Batman's Funhouse Mirrors: The Joker

To me, the thing about the Joker is that he's a reflection of Batman that helps illustrate what Batman is by being the same in some ways, and utterly different in others. They've both built themselves into symbols of fear, the kind of name that ordinary folks in-universe say with a hush, as if saying their name risks calling their attention -and thus wrath- down on you. Or you scream it in terror because you've just spotted them. Fear, is the point: Batman scares people. The Joker scares people.

The difference is in how they go about it, what they're trying to achieve, why they do it.

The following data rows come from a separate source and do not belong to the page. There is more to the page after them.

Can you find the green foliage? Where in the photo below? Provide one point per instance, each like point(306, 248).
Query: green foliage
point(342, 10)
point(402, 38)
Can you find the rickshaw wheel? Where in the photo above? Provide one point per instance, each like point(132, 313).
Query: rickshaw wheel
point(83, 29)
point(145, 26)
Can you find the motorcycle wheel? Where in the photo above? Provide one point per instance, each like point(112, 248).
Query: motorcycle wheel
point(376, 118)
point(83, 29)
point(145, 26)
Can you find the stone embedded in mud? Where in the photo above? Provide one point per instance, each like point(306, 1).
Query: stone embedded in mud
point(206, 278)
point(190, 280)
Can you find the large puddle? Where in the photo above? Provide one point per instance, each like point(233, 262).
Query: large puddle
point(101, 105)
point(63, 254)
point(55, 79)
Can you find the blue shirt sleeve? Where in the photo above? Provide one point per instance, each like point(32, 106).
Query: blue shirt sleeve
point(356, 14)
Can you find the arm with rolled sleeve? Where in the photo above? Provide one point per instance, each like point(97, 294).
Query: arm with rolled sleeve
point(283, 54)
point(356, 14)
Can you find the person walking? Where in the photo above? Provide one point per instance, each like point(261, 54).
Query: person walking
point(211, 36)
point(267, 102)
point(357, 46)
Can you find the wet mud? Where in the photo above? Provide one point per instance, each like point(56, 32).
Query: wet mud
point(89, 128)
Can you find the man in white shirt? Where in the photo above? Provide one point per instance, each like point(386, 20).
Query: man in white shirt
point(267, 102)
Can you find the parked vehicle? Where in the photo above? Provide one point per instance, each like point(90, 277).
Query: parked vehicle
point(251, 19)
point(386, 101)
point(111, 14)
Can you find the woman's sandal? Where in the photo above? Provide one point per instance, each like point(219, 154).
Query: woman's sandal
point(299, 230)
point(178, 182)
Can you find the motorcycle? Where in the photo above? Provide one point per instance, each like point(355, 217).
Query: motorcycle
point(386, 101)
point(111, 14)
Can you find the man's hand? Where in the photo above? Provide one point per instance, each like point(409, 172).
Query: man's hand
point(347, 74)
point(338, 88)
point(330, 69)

Batman deliberately chose to make himself into an icon of terror because a terrible thing happened to him that he doesn't want to ever happen to anyone else if he can help it. He wants to scare criminals straight: if you're legitimately terrified that The Goddamn Bat is going to drop in on you the instant you try to hold up a tiny grocery store, then maybe you'll go looking for some way to make your money that doesn't risk The Bat's attention. Furthermore, Batman doesn't really go out of his way to induce terror, per se. He selected his imagery to frighten, and he's no stranger to using fear to get what he wants out of people, but he mostly doesn't prioritize around the capacity of an action to produce fear. The primary goal is to stop criminals from being criminals, and fear is simply one of his tools, if perhaps the most prominent one.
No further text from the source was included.